Alphabet likes to position itself as a leader in AI research, but it was six months behind rival Microsoft in warning investors about the technology’s ethical risks. The AI disclosure in Google’s latest filing reads like a trimmed down version of much fuller language Microsoft put in its most recent annual SEC report, filed last August:

“AI algorithms may be flawed. Datasets may be insufficient or contain biased information. Inappropriate or controversial data practices by Microsoft or others could impair the acceptance of AI solutions. These deficiencies could undermine the decisions, predictions, or analysis AI applications produce, subjecting us to competitive harm, legal liability, and brand or reputational harm.”

 

Chinese company leaves Muslim-tracking facial recognition database exposed online — from by Catalin Cimpanu
Researcher finds one of the databases used to track Uyghur Muslim population in Xinjiang.

Excerpt:

One of the facial recognition databases that the Chinese government is using to track the Uyghur Muslim population in the Xinjiang region has been left open on the internet for months, a Dutch security researcher told ZDNet.

The database belongs to a Chinese company named SenseNets, which according to its website provides video-based crowd analysis and facial recognition technology.

The user data wasn’t just benign usernames, but highly detailed and highly sensitive information that someone would usually find on an ID card, Gevers said. The researcher saw user profiles with information such as names, ID card numbers, ID card issue date, ID card expiration date, sex, nationality, home addresses, dates of birth, photos, and employer.
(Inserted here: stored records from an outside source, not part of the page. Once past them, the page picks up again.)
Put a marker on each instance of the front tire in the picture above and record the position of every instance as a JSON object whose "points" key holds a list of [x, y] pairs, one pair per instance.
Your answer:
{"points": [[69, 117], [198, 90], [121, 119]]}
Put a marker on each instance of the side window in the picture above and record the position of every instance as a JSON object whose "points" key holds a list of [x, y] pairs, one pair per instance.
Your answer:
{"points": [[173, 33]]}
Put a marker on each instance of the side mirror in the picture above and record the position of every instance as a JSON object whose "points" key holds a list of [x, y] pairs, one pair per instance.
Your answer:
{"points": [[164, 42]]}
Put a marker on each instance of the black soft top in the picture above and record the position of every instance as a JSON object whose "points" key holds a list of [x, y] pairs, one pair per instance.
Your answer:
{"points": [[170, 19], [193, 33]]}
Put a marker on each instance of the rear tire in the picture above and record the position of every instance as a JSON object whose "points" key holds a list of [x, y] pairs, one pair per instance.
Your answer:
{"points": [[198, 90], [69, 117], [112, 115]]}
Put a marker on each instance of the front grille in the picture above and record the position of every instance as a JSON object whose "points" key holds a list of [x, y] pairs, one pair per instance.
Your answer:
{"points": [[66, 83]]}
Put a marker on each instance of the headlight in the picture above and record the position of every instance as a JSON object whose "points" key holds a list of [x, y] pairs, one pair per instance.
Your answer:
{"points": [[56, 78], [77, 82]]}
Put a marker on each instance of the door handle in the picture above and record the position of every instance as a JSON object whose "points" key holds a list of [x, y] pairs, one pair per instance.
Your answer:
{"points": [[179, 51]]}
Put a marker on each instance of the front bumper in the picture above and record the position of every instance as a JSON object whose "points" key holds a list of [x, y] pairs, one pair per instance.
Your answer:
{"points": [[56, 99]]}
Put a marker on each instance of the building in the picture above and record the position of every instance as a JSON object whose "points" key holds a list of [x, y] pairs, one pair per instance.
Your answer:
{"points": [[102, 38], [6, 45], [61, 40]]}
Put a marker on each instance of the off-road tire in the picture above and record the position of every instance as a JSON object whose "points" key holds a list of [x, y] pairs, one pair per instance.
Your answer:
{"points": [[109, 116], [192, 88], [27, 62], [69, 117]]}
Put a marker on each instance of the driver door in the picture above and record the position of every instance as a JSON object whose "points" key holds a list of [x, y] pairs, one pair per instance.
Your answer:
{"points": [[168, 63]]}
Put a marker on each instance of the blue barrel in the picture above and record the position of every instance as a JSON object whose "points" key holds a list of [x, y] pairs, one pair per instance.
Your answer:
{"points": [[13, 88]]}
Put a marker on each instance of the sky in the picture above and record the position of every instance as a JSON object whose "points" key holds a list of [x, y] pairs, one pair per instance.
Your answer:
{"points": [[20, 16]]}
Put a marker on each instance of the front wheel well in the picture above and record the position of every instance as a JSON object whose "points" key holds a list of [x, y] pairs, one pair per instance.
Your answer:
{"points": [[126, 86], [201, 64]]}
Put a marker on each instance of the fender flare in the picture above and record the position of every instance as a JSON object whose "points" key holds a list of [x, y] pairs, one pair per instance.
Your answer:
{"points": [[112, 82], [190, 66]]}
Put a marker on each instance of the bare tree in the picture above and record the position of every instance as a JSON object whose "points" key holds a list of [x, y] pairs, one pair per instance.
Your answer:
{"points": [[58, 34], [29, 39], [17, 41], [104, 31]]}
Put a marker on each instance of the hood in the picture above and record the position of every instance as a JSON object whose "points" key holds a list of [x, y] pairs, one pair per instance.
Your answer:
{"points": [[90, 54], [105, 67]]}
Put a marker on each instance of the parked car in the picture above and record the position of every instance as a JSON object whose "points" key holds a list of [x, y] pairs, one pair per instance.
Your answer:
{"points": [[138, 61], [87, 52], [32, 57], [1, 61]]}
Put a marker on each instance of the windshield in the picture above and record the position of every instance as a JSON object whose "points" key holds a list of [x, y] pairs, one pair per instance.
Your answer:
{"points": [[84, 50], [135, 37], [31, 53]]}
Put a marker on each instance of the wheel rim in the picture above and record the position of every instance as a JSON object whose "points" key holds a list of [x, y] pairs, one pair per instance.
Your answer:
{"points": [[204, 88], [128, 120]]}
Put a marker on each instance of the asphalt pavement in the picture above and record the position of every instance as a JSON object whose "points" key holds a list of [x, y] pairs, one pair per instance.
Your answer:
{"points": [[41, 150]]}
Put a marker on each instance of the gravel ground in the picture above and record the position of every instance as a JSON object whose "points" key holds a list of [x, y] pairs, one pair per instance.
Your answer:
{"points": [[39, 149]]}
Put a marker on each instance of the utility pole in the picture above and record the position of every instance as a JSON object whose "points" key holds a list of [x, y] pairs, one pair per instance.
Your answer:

Some of the descriptive names associated with the “trackers” contained terms such as “mosque,” “hotel,” “police station,” “internet cafe,” “restaurant,” and other places where public cameras would normally be found.

 

From DSC:
Readers of this blog will know that I’m generally pro-technology. But especially focusing in on that last article, to me, privacy is key here. For which group of people from which nation is next? Will Country A next be tracking Christians? Will Country B be tracking people of a given sexual orientation? Will Country C be tracking people with some other characteristic?

Where does it end? Who gets to decide? What will be the costs of being tracked or being a person with whatever certain characteristic one’s government is tracking? What forums are there for combating technologies or features of technologies that we don’t like or want?

We need forums/channels for raising awareness and voting on these emerging technologies. We need informed legislators, senators, lawyers, citizens…we need new laws here…asap.

 

 

 

Acts 10:34-35 New International Version (NIV) — from biblegateway.com

34 Then Peter began to speak: “I now realize how true it is that God does not show favoritism 35 but accepts from every nation the one who fears him and does what is right.